The species occurs in coastal regions of Southwest Australia, from Gingin and Muchea north of Perth south to Augusta and east along the south coast to Green Range, east of Albany. It also occurs in the Stirling Range, a possible disjunction; and at Narrogin, a certain and substantial disjunction. Nelson tentatively explains these disjunct populations in terms of natural climate fluctuations: during times of higher rainfall, the distribution of A. obovatus would have been much more extensive. Reductions in rainfall would cause the distribution to contract, but isolated populations could survive in favourable refugia.

==Ecology==
The western spinebill (Acanthorhynchus superciliosus) is the most frequent visitor to the flowers. A territorial species, the territories are smaller when they contain more Adenanthos obovatus bushes. Their long curved bills fit the tube-like flowers exactly, so that the pollen-presenter brushes against the spinebill's head while it is probing for nectar. The birds then carry pollen from plant to plant, fertilising other plants. A field study marking the pollen with fluorescent dye found that pollen could be deposited on flowers of plants up to 20 m away from the original flower visited. The New Holland honeyeater (Phylidonyris novaehollandiae) and brown honeyeater (Lichmera indistincta) have also been recorded with pollen from A. obovatus. The silvereye (Zosterops lateralis) drinks nectar from the flowers, but punctures the tube with its short bill. Larger honeyeaters in one field study tended to avoid A. obovatus, possibly seeking sources of more abundant nectar elsewhere. These species are too heavy for the fine branches and their bills are too large for the tubes.

Adenanthos obovatus has been recorded as a source of nectar for the honey possum (Tarsipes rostratus) in winter and spring (early June to September), from field studies in the Scott National Park, replaced by A. meisneri in late spring and summer (late October to February).

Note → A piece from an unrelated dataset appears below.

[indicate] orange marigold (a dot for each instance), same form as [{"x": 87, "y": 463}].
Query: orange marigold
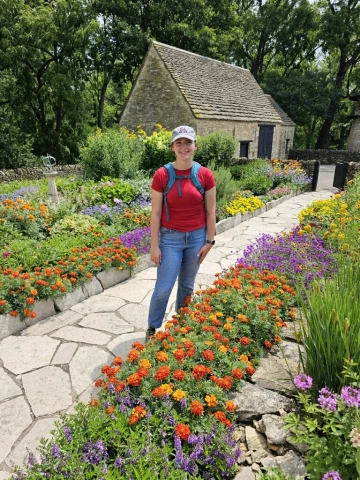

Adenanthos obovatus is highly susceptible to dieback caused by the water mould Phytophthora cinnamomi. Specimens in coastal dune vegetation were reported killed by the fungus Armillaria luteobubalina, with mycelial sheaths of the fungus beneath the bark of the root collar.

==Cultivation==
Described by Ken Newbey as "an outstanding ornamental species with average foliage and very attractive in flower", A. obovatus was first grown in Great Britain in 1824, and is the most commonly cultivated Adenanthos species in Australia. It flowers for most of the year, is an excellent attractor of honeyeaters, and grows in a range of climates. Propagation is by cuttings of the current season's growth, from which it strikes readily, and subsequently makes fairly quick growth. Despite its natural occurrence in damp locations, in cultivation it grows best in a light, well-drained soil. It prefers a sunny aspect. Regular hard pruning is recommended to maintain an attractive form. Wildflowers of this species are harvested by licensed pickers in the cut flower industry, for sale in both local and export markets. The long, curved stems with flowers in the leaf axils have been described as "excellent for picking".